Actuellement, la MRC Beauharnois-Salaberry impose une distance minimale de 500 mètres entre une éolienne et une résidence. Dans la MRC voisine du Haut-Saint-Laurent, la distance est portée à deux kilomètres.
Est-ce que les gens vont encore vouloir acheter une maison à 500 mètres d’une éolienne? Pas certain, s’interroge le producteur laitier Gérard Pittet, dont la ferme est située sur le rang Sainte-Marie.

Gérard Pittet, producteur laitier à Salaberry-de-Valleyfield
Photo : Radio-Canada / Thomas Gerbet
Hydroméga a courtisé des agriculteurs avec une offre financière pour accueillir une éolienne dans leur champ. Selon le maire, ils peuvent recevoir entre 21 000 et 23 000 $ par année, un montant alléchant pour une perte d’environ un hectare de terre cultivable. Plusieurs ont accepté, mais pas Gérard Pittet, réfractaire à une telle installation chez lui.
Moi, d’emblée, je n’ai pas accepté. […] Ça ne me tente pas de me lever le matin, de voir une éolienne et d’entendre les pales.

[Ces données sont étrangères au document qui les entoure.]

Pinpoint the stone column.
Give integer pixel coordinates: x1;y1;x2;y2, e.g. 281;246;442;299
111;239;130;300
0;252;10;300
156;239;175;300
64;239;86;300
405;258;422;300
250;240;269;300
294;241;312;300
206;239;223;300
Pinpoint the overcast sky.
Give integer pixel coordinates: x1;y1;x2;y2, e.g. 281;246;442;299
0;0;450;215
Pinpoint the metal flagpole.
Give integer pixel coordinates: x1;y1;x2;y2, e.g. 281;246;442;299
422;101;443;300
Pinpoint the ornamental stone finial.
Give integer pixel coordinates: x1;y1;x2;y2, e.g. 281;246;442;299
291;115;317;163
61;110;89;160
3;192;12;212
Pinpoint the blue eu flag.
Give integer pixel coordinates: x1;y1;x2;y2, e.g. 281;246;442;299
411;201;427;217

Une citation de Gérard Pittet, agriculteur de Salaberry-de-Valleyfield
Selon le maire Miguel Lemieux, les éoliennes ne font pas plus de bruit qu’un réfrigérateur. Il s’engage toutefois à revoir la réglementation de la MRC, dont il est préfet, pour augmenter la distance minimale avec les maisons à 750 mètres. Il s’agit précisément de la distance envisagée par Hydroméga.

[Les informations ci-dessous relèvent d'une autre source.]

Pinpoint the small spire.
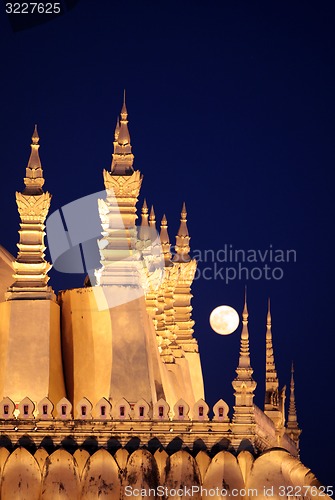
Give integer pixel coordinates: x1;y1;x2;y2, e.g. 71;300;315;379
111;91;134;175
121;89;128;120
232;288;257;423
240;287;250;354
160;214;172;264
242;286;249;323
173;202;191;262
114;117;120;142
266;297;272;330
264;298;280;411
149;205;156;230
139;199;150;241
142;198;148;215
31;124;40;144
287;361;301;442
24;125;44;195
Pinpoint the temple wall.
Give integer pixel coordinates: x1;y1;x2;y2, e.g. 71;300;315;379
0;447;330;500
0;300;65;403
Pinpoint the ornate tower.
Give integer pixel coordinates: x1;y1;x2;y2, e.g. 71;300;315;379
95;96;142;290
0;127;65;405
6;125;55;300
286;362;301;450
173;203;204;401
264;299;284;429
232;292;257;443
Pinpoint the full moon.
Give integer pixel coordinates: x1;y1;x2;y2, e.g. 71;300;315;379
209;306;240;335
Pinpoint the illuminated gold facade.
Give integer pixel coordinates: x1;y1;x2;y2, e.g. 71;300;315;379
0;102;330;500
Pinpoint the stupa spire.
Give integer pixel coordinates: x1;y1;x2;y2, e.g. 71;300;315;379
173;202;191;262
160;214;172;265
24;125;44;195
111;91;134;175
139;199;150;241
236;288;253;372
6;125;55;300
114;117;120;142
264;298;279;411
149;205;156;231
232;288;257;439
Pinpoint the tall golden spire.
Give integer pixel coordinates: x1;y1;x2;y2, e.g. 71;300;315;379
286;361;301;444
232;289;257;438
114;117;120;142
23;125;44;195
264;298;279;411
6;125;55;300
160;214;172;265
173;202;191;262
236;288;253;374
139;199;150;241
111;91;134;175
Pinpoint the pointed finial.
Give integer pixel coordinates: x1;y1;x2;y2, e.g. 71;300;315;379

« On s’engage à ce que la population reçoive les informations factuelles véridiques », assure le maire. Il rappelle par ailleurs qu’un projet retenu par Hydro-Québec doit ensuite faire l’objet de consultations publiques et d’une évaluation du Bureau d’audiences publiques sur l’environnement (BAPE).

Les paysages du Québec seront appelés à changer avec le développement de la filière éolienne.
Photo : Associated Press / Keith Srakocic
Face à son paysage qu’il apprécie tant, Claude H Vallée, du rang Sainte-Marie, regrette qu’il n’y ait pas eu de « débat national » au sujet du développement des éoliennes au Québec.
Dans le temps, rappelle-t-il, il y a eu un débat sur la nationalisation de l’électricité et ça a donné la Manic, la Baie-James… C’est une fierté nationale et les citoyens avaient l’impression de participer à quelque chose de grand.
À Salaberry-de-Valleyfield, les citoyens pourront toujours en débattre au conseil municipal du 15 août, le dernier avant la clôture de l’appel d’offres d’Hydro-Québec.